Le requin-pèlerin, le deuxième plus grand poisson du monde après le requin-baleine, est à nouveau de passage au large des côtes françaises. Bien que ce géant marin puisse atteindre une longueur de 12 à 13 mètres, il est inoffensif pour l’homme. Cet animal migrateur émerveille les plaisanciers et les randonneurs qui ont la chance d’observer sa silhouette majestueuse, rapporte TopTribune.
Malgré sa taille impressionnante, le requin-pèlerin est classé comme espèce en danger depuis que sa population a été décimée par la chasse à la baleine. Il demeure un animal relativement méconnu, même pour les scientifiques. Si vous apercevez un spécimen en Bretagne, il est crucial de contacter rapidement les spécialistes qui s’occupent de leur suivi.
À l’approche du week-end de Pâques, l’association pour l’étude et la conservation des sélaciens (Apecs) encourage les plaisanciers à signaler toute observation de cet immense poisson en composant le 06 77 59 69 83. « On connaît très mal l’espèce. On ne sait pas grand-chose sur sa reproduction, son mode de vie ni ses déplacements. Si nous parvenons à mieux la connaître, nous pourrons sans doute mieux la protéger », explique Alexandra Rohr, chargée de mission à l’Apecs.
Moins de pêcheurs en mer
Alexandra Rohr suit cette espèce discrète depuis de nombreuses années. Chaque printemps, elle sort en mer pour tenter de poser des balises sur les requins qui lui sont signalés. Toutefois, cette année, les observations semblent moins fréquentes. « Cela ne signifie pas qu’ils ne sont pas là. Il est possible que moins de gens soient en mer pour les observer. Les conditions météorologiques n’ont pas été très favorables ces dernières semaines », précise-t-elle.
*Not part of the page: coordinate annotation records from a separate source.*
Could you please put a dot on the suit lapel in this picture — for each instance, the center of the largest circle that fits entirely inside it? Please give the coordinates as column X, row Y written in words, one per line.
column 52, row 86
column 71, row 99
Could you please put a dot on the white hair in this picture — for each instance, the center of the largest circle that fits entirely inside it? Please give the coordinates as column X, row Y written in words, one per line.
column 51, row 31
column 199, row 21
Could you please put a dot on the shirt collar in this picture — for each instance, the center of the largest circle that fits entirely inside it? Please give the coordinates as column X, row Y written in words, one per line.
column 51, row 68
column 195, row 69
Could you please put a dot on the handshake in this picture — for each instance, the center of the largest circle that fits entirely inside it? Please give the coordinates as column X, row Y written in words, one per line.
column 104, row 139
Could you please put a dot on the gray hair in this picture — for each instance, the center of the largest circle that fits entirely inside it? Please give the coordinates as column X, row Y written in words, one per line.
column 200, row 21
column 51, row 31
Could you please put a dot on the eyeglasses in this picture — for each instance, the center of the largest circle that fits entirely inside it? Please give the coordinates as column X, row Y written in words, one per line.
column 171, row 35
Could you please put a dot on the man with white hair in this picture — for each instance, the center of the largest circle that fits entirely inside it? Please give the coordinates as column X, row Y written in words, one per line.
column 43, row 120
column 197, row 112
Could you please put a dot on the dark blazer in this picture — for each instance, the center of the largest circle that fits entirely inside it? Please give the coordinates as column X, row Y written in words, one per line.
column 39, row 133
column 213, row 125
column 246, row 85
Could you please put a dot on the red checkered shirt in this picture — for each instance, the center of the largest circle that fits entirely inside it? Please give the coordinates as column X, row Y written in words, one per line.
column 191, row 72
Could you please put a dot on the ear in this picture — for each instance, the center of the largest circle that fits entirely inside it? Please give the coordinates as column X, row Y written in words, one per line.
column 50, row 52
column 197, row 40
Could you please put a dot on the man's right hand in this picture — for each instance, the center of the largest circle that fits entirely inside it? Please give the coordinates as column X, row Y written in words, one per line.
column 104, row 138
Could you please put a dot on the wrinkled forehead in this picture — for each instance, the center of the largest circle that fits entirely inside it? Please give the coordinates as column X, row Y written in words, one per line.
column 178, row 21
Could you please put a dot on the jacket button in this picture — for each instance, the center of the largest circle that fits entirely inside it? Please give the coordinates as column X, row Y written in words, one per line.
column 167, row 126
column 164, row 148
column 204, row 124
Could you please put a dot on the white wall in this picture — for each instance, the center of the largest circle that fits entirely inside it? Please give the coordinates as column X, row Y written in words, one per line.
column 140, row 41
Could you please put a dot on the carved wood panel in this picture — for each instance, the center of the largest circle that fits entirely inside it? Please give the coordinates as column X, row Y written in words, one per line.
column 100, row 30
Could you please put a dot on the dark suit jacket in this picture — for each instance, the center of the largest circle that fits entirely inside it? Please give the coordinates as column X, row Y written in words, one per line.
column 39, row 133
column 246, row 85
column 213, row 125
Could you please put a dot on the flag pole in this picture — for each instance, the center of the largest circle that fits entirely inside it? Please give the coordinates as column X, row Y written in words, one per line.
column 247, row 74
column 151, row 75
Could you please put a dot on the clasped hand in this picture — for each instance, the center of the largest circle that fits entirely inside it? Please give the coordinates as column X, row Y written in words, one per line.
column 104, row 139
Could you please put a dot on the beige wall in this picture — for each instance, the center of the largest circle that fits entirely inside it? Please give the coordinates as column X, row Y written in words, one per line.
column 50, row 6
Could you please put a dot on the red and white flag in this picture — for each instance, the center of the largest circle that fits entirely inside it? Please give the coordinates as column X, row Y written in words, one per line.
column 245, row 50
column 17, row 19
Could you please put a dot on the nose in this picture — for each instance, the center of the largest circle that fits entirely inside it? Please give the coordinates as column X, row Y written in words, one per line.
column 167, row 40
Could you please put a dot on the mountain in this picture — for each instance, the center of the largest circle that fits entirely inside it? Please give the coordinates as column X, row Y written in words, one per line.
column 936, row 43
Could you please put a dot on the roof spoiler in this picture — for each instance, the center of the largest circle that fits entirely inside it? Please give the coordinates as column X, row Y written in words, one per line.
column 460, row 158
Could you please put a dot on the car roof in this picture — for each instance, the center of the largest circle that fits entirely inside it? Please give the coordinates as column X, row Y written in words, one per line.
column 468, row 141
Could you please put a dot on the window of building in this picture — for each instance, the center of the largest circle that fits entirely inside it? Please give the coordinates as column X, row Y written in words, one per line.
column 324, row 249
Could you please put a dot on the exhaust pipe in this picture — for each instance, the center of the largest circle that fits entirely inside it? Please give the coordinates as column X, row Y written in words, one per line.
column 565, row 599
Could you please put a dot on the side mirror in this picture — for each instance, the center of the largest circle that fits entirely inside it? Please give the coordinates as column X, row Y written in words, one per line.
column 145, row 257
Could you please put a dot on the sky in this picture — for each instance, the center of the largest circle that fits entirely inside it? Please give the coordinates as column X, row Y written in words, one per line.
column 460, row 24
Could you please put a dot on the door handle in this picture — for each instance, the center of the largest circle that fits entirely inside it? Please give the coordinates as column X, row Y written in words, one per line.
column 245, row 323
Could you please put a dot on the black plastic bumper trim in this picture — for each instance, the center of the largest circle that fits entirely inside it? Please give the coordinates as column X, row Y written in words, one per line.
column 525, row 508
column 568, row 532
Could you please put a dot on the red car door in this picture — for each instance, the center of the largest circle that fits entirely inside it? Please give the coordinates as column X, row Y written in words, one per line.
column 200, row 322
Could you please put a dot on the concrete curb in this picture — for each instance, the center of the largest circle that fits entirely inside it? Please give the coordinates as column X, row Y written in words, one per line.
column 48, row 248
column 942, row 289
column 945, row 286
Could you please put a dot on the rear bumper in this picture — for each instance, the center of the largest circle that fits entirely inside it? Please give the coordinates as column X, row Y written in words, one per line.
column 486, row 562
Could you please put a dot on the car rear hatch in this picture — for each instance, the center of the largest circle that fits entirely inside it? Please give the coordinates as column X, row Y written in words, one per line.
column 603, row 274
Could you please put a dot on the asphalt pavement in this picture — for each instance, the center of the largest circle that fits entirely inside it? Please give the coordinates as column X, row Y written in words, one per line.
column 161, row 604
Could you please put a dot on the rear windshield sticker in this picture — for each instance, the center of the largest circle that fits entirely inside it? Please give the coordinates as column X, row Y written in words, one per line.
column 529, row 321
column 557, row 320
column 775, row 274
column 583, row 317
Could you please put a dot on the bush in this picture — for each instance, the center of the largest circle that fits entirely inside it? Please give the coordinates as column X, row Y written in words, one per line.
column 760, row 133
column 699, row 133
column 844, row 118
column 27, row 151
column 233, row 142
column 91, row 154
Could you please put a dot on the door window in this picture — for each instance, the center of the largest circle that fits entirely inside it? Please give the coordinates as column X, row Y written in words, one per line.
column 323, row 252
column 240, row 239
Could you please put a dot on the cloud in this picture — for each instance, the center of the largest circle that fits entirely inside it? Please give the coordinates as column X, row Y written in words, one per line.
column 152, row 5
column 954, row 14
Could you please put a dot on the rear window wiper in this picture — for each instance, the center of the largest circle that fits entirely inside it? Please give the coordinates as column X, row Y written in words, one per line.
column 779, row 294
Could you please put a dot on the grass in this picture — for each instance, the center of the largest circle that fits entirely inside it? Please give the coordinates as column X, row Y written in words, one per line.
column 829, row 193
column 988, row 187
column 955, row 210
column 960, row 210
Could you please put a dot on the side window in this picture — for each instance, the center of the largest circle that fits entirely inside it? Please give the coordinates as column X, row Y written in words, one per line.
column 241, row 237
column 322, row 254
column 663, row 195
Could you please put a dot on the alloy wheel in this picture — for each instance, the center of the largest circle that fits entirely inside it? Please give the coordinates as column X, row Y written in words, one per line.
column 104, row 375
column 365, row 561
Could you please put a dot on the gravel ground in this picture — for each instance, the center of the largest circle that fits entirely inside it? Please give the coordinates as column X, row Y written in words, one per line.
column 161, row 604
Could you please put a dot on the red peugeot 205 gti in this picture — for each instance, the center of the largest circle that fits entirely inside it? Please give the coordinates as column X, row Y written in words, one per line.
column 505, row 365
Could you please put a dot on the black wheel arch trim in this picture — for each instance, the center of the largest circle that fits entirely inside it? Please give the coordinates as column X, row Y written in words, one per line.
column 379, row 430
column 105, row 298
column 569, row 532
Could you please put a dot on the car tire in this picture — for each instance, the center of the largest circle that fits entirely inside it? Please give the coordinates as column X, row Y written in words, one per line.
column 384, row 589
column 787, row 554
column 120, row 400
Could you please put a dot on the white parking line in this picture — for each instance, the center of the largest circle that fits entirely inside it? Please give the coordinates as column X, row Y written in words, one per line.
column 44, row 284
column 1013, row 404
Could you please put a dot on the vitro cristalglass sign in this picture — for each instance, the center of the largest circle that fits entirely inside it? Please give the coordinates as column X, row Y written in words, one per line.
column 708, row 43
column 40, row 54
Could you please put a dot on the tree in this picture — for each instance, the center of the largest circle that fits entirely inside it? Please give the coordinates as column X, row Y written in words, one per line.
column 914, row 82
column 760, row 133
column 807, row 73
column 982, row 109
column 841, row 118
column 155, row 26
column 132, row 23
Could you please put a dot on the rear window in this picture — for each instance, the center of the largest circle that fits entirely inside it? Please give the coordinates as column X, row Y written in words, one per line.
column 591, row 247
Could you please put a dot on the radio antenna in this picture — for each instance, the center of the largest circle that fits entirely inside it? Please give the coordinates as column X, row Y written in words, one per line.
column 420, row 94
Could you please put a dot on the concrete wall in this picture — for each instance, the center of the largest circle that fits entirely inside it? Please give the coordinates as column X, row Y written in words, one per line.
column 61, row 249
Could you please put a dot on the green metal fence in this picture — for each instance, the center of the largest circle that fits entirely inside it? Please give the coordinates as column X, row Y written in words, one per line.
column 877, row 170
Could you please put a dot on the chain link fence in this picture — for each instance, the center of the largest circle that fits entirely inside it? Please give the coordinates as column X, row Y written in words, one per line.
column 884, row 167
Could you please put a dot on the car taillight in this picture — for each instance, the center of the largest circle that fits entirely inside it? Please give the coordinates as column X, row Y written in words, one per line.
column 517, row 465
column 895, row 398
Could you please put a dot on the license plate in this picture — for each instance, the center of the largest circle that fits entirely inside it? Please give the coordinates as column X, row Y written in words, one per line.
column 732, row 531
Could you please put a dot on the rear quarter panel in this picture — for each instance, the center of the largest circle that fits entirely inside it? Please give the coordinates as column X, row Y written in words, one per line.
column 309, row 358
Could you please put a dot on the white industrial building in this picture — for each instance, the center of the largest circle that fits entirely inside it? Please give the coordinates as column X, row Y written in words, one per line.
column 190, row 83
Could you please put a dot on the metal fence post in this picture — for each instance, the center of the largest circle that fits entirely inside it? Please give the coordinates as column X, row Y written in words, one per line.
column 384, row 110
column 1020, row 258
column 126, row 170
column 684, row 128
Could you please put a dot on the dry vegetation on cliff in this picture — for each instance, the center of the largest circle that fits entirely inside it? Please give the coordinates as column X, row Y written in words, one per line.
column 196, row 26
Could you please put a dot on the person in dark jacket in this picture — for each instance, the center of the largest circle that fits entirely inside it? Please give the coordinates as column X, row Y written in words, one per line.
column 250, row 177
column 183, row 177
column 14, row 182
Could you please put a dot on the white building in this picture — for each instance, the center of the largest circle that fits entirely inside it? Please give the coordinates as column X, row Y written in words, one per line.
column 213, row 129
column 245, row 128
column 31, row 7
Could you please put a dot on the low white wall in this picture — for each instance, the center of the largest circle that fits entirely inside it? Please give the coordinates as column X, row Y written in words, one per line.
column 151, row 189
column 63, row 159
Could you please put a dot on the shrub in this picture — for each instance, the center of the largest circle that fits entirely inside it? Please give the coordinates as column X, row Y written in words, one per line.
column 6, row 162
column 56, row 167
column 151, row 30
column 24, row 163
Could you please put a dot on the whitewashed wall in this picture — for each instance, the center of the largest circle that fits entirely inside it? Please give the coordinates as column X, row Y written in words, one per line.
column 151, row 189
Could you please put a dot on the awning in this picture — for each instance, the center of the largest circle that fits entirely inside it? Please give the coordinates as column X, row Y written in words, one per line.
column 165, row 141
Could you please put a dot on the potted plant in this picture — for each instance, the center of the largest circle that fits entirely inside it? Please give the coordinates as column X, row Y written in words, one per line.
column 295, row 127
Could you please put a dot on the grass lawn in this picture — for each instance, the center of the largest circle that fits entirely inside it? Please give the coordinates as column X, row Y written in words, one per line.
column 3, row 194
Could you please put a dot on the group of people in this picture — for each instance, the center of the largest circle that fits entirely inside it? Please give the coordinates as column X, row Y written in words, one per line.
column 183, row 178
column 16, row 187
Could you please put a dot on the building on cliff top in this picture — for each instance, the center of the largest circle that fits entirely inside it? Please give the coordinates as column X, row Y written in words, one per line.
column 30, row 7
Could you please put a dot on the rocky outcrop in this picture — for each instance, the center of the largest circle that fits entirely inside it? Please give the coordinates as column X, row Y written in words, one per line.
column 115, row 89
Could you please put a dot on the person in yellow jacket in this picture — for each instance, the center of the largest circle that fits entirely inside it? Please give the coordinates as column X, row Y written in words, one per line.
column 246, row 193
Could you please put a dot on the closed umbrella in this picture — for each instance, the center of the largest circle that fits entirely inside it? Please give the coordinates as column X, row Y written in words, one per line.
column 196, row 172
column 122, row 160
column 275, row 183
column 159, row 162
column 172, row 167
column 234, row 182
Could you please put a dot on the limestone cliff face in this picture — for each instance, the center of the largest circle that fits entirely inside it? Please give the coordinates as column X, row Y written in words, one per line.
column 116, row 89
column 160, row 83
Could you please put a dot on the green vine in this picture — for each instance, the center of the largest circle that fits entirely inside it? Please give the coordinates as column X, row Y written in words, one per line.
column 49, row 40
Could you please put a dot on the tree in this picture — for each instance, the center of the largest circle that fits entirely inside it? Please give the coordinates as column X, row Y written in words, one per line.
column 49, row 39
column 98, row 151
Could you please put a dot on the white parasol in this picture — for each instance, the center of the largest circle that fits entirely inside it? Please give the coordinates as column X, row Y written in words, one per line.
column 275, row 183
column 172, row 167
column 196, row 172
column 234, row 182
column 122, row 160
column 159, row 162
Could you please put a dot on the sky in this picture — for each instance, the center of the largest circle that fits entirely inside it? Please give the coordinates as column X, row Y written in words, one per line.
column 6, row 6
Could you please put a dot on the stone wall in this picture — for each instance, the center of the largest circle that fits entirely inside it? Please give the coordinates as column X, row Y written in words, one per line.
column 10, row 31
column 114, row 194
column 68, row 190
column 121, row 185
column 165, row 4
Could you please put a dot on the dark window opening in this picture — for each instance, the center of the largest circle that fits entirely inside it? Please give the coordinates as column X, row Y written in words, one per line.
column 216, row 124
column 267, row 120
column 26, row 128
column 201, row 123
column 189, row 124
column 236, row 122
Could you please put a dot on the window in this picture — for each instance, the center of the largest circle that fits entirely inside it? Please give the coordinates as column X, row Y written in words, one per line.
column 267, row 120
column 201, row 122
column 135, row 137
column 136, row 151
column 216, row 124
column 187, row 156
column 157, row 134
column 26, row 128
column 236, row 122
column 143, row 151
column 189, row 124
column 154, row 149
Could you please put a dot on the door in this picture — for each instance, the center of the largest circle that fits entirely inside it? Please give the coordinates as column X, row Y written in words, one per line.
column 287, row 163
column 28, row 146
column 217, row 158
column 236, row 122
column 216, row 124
De plus, les pêcheurs, éprouvés par des prix du carburant élevés, sortent moins souvent du port.
Les balises que l’Apecs a pu poser au cours des dernières années ont suscité d’importants apprentissages sur les migrations des requins-pèlerins. En 2017, une femelle nommée Anna a ainsi été suivie jusqu’à 5 000 km, atteignant des eaux au large du Cap-Vert après avoir été repérée en Écosse. « Les requins-pèlerins se nourrissent principalement de petites crevettes qui se cachent dans le plancton. Cependant, ils n’ont pas besoin de remonter à la surface », ajoute Alexandra Rohr.
Des observations de plus en plus tôt
Traditionnellement, les requins-pèlerins apparaissent lorsque le plancton est en surface, les incitant à se nourrir en se précipitant vers les grands bancs de nourriture. Cependant, ces dernières années, les observations ont commencé à se produire de manière de plus en plus précoce dans l’année. Les raisons de ce phénomène restent mystérieuses pour les scientifiques. L’Apecs espère maintenant tirer parti de la saison en cours pour poser quelques balises supplémentaires sur ces animaux fascinants.
Les efforts de conservation sont d’une importance vitale, d’autant plus que le requin-pèlerin figure parmi les espèces marines les plus vulnérables. Les menaces que sont la surpêche et le changement climatique affectent directement leurs habitats et leur survie. Il est impératif pour les autorités locales et les scientifiques de collaborer afin de mieux comprendre et protéger ces créatures majestueuses.
Pour cette raison, la sensibilisation du public et les rapports d’observations sont essentiels. Les plaisanciers et les touristes sont encouragés à porter une attention particulière à l’environnement marin et à toute faune observée. En signalant les requins-pèlerins, ils contribuent à la recherche et à la conservation de cette espèce en danger.